The findings arise from a follow up of a previous investigation, where children with early-onset myopia were shown to have increased instability of accommodation compared with a group of emmetropic children. However, the study provided no evidence to determine the direction of causality.
To address this, Trine Langaas (Buskerud University College, Kongsberg, Norway) and Patricia Riddell (University of Reading, UK) assessed the children 2 years after their first examination.
At both examinations, accommodation was recorded using eccentric photorefraction while the children viewed targets set at three distances (accommodative demands): 0.25 m (4.00 D demand), 0.50 m (2.00 D demand), and 4.00 m (0.25 D demand).
In all, 13 myopic and 16 emmetropic children were included in the analysis.

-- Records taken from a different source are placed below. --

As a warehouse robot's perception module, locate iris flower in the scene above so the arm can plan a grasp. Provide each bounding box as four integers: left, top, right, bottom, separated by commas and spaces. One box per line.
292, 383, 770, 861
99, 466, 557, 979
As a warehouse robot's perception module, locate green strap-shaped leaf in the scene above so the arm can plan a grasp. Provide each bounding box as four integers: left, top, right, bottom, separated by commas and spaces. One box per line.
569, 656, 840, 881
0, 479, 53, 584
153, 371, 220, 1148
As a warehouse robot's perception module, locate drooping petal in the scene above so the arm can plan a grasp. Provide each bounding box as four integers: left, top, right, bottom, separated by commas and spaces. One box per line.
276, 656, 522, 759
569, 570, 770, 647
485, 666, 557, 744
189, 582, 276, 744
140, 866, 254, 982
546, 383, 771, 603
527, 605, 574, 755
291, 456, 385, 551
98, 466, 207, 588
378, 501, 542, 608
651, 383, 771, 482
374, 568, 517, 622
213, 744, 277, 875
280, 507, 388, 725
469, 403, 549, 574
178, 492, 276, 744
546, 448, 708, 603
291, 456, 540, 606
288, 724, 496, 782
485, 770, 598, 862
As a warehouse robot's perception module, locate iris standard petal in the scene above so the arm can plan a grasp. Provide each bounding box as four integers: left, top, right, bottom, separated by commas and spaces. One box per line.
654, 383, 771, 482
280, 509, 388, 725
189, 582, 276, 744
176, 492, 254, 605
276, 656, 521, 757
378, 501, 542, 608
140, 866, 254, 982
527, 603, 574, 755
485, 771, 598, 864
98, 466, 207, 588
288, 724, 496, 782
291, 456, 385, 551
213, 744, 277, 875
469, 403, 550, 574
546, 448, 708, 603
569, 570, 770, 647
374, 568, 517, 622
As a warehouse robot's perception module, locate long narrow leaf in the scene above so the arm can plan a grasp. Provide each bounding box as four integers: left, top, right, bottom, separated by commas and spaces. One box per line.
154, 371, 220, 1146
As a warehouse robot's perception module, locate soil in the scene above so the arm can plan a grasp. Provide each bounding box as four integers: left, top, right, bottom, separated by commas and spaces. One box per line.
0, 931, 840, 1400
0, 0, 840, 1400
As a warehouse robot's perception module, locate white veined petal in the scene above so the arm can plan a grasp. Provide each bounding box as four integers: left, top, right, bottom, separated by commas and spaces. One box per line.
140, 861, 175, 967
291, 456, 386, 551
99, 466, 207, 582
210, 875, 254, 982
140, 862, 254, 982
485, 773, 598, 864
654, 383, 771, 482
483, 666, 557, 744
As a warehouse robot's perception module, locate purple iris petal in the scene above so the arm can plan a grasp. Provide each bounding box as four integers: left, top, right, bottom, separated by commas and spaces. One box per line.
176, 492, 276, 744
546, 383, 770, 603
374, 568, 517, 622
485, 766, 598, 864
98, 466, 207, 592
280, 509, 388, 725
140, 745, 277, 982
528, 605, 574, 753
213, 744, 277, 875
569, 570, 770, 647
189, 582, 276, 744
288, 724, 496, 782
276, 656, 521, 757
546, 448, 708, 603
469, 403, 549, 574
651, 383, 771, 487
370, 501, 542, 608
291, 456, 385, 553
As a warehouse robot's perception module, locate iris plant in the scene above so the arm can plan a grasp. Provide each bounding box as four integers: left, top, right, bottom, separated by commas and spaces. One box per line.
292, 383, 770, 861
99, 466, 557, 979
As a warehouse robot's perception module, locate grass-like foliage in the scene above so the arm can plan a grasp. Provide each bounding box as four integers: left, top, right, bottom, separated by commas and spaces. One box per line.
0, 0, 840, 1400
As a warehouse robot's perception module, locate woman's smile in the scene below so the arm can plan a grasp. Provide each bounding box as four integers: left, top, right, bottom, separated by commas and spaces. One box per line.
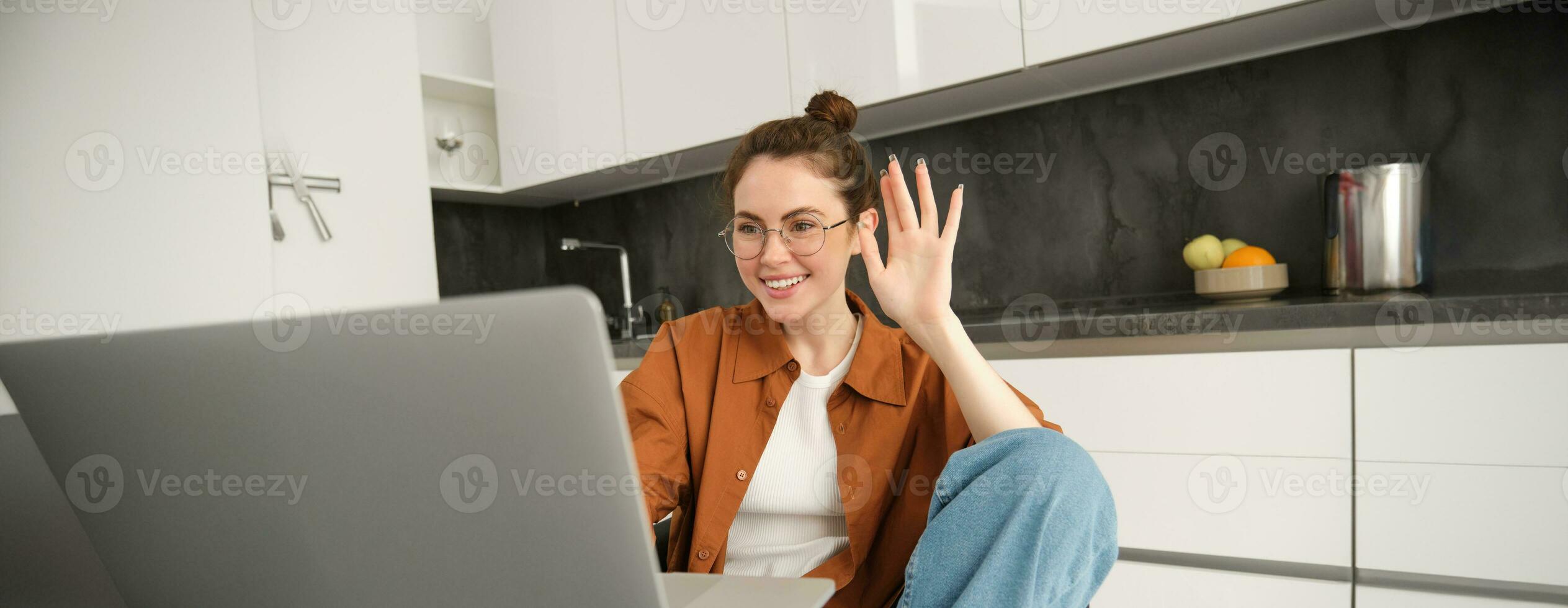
758, 272, 810, 299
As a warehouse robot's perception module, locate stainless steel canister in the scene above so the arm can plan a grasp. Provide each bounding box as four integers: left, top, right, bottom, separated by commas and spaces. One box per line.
1324, 163, 1431, 293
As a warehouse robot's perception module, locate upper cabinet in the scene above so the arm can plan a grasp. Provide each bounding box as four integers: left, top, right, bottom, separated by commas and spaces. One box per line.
786, 0, 1024, 113
489, 0, 624, 190
1019, 0, 1303, 66
614, 2, 800, 157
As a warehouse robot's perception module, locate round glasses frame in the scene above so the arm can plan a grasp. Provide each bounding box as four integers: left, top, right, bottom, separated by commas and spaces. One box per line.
718, 212, 850, 260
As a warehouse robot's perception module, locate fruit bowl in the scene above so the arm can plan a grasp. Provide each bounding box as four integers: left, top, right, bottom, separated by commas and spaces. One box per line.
1192, 263, 1291, 302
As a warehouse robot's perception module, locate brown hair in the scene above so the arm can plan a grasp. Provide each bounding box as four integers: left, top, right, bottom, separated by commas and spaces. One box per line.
718, 91, 878, 220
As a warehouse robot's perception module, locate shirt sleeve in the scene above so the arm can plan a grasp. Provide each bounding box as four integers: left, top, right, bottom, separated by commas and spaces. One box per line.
621, 323, 691, 524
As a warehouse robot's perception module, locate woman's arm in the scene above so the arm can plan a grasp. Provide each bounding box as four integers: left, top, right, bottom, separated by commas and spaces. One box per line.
859, 155, 1041, 442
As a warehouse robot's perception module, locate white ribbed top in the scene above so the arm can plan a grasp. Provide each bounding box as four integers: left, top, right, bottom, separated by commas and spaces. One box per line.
724, 315, 864, 578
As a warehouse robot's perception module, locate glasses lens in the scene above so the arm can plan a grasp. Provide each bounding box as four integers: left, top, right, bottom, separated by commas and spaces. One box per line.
784, 213, 827, 256
724, 218, 767, 260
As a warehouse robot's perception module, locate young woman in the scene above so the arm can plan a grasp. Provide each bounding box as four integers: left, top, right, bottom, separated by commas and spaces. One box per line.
621, 91, 1116, 608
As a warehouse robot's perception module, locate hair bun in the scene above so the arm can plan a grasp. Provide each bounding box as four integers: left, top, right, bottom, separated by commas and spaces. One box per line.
806, 91, 861, 133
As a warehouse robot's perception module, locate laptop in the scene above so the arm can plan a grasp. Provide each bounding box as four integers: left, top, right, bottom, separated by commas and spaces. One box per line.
0, 287, 834, 608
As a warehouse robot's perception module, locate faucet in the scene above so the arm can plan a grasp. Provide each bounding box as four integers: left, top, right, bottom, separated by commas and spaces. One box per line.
562, 238, 634, 340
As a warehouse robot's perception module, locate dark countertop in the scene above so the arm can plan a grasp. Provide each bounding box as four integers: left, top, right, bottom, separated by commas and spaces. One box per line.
612, 290, 1568, 370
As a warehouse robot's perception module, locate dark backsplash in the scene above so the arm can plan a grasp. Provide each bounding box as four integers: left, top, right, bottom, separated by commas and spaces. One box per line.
434, 12, 1568, 323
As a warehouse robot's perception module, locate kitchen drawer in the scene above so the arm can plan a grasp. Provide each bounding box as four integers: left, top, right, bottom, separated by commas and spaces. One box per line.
991, 349, 1350, 459
1356, 584, 1560, 608
1356, 462, 1568, 584
1091, 453, 1351, 567
1355, 345, 1568, 467
1090, 561, 1350, 608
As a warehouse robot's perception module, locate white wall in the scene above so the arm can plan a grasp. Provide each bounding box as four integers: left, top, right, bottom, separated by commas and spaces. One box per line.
414, 9, 492, 80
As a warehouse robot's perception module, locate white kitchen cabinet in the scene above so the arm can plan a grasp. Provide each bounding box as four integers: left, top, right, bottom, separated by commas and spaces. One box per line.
1356, 584, 1562, 608
254, 11, 439, 312
1019, 0, 1308, 66
1090, 561, 1350, 608
0, 2, 437, 340
1090, 451, 1351, 567
991, 349, 1350, 459
0, 2, 272, 340
787, 0, 1024, 111
1356, 462, 1568, 584
1356, 343, 1568, 467
489, 0, 627, 190
608, 2, 784, 157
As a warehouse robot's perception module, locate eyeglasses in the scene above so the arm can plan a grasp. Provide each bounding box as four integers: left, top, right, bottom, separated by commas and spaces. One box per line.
718, 212, 850, 260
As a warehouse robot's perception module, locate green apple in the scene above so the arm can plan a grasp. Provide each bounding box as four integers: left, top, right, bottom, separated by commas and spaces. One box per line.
1181, 235, 1225, 269
1220, 238, 1247, 257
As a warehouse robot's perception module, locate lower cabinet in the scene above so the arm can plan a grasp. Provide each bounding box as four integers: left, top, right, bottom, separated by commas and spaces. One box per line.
1355, 584, 1562, 608
1090, 561, 1350, 608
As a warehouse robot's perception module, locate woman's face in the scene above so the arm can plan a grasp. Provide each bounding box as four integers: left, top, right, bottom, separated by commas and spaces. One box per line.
735, 157, 877, 324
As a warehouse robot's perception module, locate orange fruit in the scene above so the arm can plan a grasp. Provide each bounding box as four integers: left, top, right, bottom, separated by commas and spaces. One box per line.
1220, 244, 1275, 268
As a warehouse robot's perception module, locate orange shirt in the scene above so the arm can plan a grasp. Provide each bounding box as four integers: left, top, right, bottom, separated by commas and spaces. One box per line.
621, 290, 1062, 606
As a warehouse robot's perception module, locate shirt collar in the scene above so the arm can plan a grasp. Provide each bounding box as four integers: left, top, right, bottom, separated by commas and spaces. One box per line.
726, 290, 905, 406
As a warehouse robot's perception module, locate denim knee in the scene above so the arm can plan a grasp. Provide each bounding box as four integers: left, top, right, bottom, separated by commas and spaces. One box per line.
943, 428, 1115, 517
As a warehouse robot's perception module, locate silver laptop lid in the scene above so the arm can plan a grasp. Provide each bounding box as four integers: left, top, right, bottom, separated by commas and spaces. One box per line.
0, 287, 661, 606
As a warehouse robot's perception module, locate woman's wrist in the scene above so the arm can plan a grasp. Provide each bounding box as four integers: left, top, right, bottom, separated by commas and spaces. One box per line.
903, 309, 969, 359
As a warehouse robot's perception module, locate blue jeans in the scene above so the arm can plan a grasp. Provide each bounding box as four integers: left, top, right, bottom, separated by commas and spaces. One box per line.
898, 428, 1116, 608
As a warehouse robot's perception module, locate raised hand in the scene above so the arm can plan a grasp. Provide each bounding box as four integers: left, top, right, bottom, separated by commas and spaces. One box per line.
859, 155, 964, 340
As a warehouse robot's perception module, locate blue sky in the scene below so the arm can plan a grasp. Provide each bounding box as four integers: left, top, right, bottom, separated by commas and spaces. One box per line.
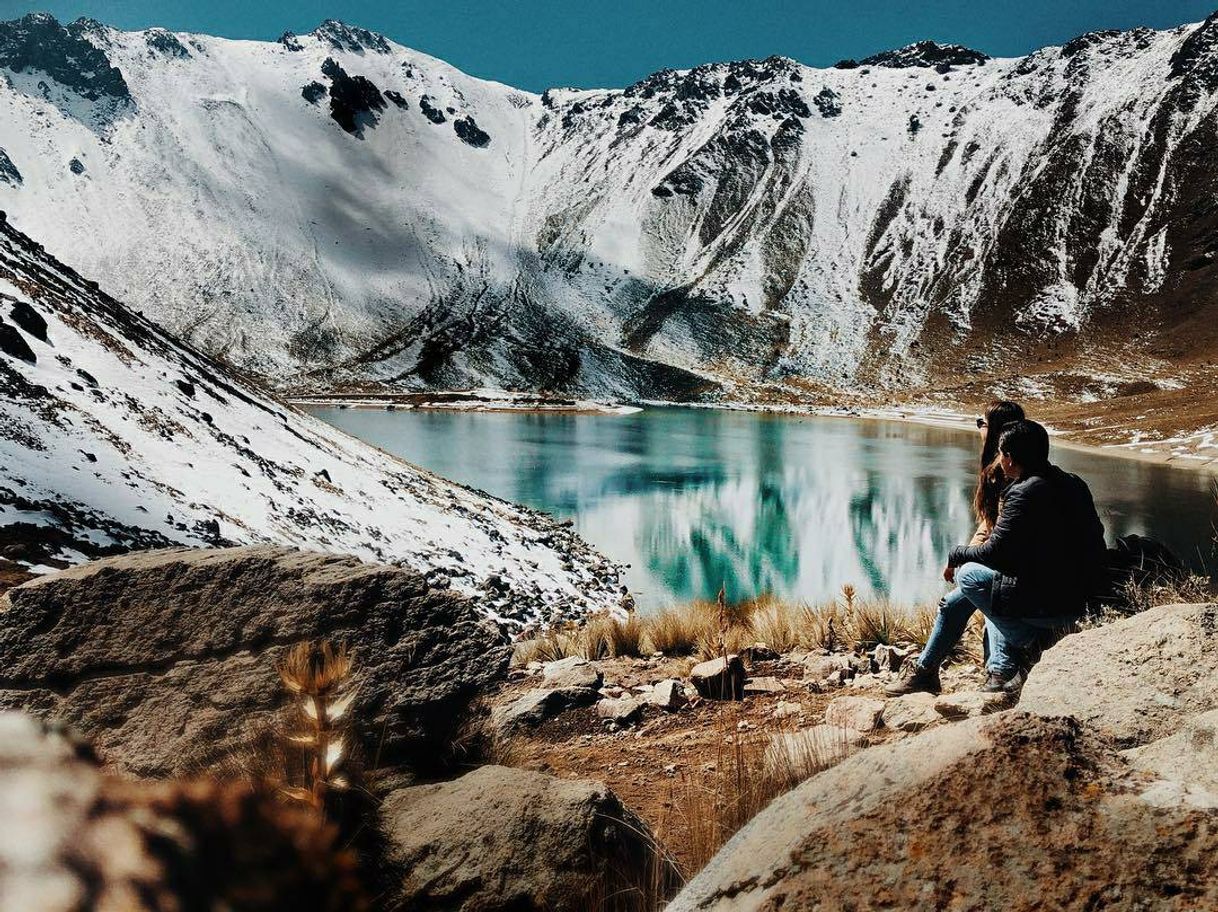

Langaas and Riddell found that both refractive error and accommodative instability at the first examination highly correlated with the same measures at the second examination 2 years later.
The accommodative instability in the myopic participants for the 4.00 D target at the first examination ranged from 0.23 to 0.57 D, with a mean of 0.38 D, while the range for the emmetropic participants was 0.12 to 0.36 D, with a mean of 0.26 D. "Thus, the highest accommodative instability in the emmetropic participants was below the mean for the myopic participants," note the authors. Furthermore, no emmetrope became myopic during the course of the study.
Regression analysis revealed that instability of accommodation at the 4.00 D target during the first examination weakly predicted myopic progression. Indeed, greater myopic progression was found for children who had shown the greatest accommodative instability for the 4.00 target at the first examination.
Langaas and Riddell therefore suggest that decreased stability of accommodation may be one factor that might predict myopic progression. However, because the children were recruited after the onset of their myopia, the researchers note that they were unable to determine whether the accommodative instability preceded the myopia.
"Further research investigating stability of accommodation before the onset of myopia in a larger group of children with a wide range of myopia is required to verify our findings," they conclude in Clinical and Experimental Optometry.